Getting Started

RLang is a Domain-Specific Language for communicating domain knowledge to an RL agent. Using RLang, you can specify information about policies, options, transition dynamics, and state factors and features. * Using the RLang Python package, you can parse RLang programs into algorithm-agnostic Python objects. This page provides a quick tutorial on getting set up with RLang and writing an RLang program.

The RLang pipeline

Installing RLang

RLang is not on PyPi yet. The repo is on github.

Check the readme for the latest installation instructions, which might be the following:

$ brew install swig (on mac)
$ python -m pip install rlang/rlang/dist/rlang-0.2.1-py3-none-any.whl

Full Example

In this example, we’ll take a look at how RLang can be used to provide domain knowledge about a gridworld environment that can be used to speed up the learning of an RL agent. This example is pulled directly from the RLang package:

examples/gridworld/
    main.py           \\ Python code for running the project
    gridworld.rlang   \\ RLang program containing world information
    vocab.json        \\ Holds metadata and can reference additional groundings

The project files are included below:

main.py

from simple_rl.run_experiments import run_agents_on_mdp
from simple_rl.tasks import GridWorldMDP
from simple_rl.agents import QLearningAgent

import context
import rlang
from rlang.agents import RLangQLearningAgent


def create_mdp():
    # MDP parameters
    width, height = 6, 6
    lava_locs = [(3, 2), (1, 4), (2, 4), (2, 5)]
    walls = [(3, 1)]
    goal_locs = [(5, 1)]

    mdp = GridWorldMDP(width, height, walls=walls, lava_locs=lava_locs, goal_locs=goal_locs, slip_prob=0.0,
                       step_cost=0)
    states = list()
    for w in range(mdp.width):
        for h in range(mdp.height):
            states.append((w, h))

    return mdp, states


def simple_experiment():
    mdp, states = create_mdp()
    agent = QLearningAgent(mdp.get_actions())
    run_agents_on_mdp([agent], mdp)


def rlang_experiment():
    # We need to know these MDP and Q Learning parameters
    mdp, states = create_mdp()

    # Parse RLang program into knowledge object
    knowledge = rlang.parse_file("gridworld.rlang")

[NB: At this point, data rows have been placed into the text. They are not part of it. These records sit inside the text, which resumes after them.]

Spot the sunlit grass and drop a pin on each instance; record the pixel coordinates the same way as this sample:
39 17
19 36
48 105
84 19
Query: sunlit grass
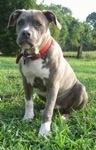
77 133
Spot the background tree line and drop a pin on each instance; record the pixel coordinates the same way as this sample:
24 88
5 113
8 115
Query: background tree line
74 35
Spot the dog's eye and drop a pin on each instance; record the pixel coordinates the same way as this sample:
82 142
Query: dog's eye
38 23
21 22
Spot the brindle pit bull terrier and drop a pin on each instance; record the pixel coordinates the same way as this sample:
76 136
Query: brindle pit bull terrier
43 67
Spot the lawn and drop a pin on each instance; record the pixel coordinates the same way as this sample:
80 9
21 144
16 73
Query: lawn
76 133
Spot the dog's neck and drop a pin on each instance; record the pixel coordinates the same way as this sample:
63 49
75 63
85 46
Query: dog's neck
35 56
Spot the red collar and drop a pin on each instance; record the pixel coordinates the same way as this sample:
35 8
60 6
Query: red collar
37 56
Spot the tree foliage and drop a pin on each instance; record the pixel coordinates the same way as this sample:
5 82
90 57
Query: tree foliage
91 18
74 34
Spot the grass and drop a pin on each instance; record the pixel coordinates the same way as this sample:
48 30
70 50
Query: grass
77 133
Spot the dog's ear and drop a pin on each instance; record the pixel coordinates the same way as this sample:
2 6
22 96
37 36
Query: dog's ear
13 17
52 18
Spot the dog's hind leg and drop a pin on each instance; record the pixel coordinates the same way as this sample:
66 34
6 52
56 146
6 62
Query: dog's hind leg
75 99
29 110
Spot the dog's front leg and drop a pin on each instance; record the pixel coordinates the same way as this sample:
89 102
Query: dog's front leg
29 109
48 111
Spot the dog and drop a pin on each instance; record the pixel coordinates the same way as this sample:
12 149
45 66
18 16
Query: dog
44 68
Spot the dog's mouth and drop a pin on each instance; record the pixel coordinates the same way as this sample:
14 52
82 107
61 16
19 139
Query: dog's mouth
26 45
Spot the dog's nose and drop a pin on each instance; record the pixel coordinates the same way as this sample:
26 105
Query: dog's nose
26 34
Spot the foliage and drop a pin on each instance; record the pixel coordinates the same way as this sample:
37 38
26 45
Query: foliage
73 35
76 133
91 18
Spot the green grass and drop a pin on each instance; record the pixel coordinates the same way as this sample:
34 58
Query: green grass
77 133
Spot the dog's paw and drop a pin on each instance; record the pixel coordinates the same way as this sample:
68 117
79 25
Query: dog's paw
44 129
28 115
64 117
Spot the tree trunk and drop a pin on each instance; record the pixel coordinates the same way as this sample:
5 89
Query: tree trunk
79 52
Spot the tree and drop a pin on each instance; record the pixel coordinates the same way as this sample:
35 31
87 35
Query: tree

    # Create a baseline Q-Learning agent
    agent = QLearningAgent(mdp.get_actions())

    # Create RLang Q-Learning agent
    rlang_agent = RLangQLearningAgent(
        actions=mdp.get_actions(), states=states, knowledge=knowledge)

    # Compare performance of agents on mdp
    run_agents_on_mdp([agent, rlang_agent], mdp)


if __name__ == '__main__':
    rlang_experiment()

gridworld.rlang

# To start, we imported a vocabulary file contains metadata on the MDP
# and references to additional RLang groundings.

import "vocab.json"

# The position of the agent as well as its x and y coordinates are defined
# as Factors, each representing a portion of the state space.

Factor position := S[0, 1]
Factor x := position[0]
Factor y := position[1]

Constant lava_locs := [[3, 2], [1, 4], [2, 4], [2, 5]]

Proposition reached_goal := x == 5 and y == 1 
Proposition reached_wall := x == 3 and y == 1
Proposition in_lava := position in lava_locs

# The following Actions correspond to four 
# discrete actions the agent can take:
#   0 - move up
#   1 - move down
#   2 - move left
#   3 - move right

Action up := 0
Action down := 1
Action left := 2
Action right := 3

# The predicted consequence of each of these actions is 
# specified using an Effect: the position of the agent in the next state 
# and the next state itself will update accordingly.

Effect action_effect:
    if A == up:
        position' -> position + [0, 1]
        S' -> S + [0, 1]
    elif A == down:
        position' -> position + [0, -1]
        S' -> S + [0, -1]
    elif A == left:
        position' -> position + [-1, 0]
        S' -> S + [-1, 0]
    elif A == right:
        position' -> position + [1, 0]
        S' -> S + [1, 0]


# A reward of 1 is given for reaching the goal coordinates,
# and -1 for moving on lava. 
# The following Effect references the previously defined Propositions.

Effect main:
    if in_lava:
        Reward -1
    if reached_goal:
        Reward 1
    if reached_wall:
        S' -> S     # state remains the same.
    else:
        -> action_effect

vocab.json

{
  "domain": "gridworld",
  "mdp_metadata": {
    "state_space": {
      "size": 2,
      "dtype": "int"
    },
    "action_space": {
      "shape": 1,
      "dtype": "int"
    }
  }
}

*: For a full list of groundings, see RLang Language Reference.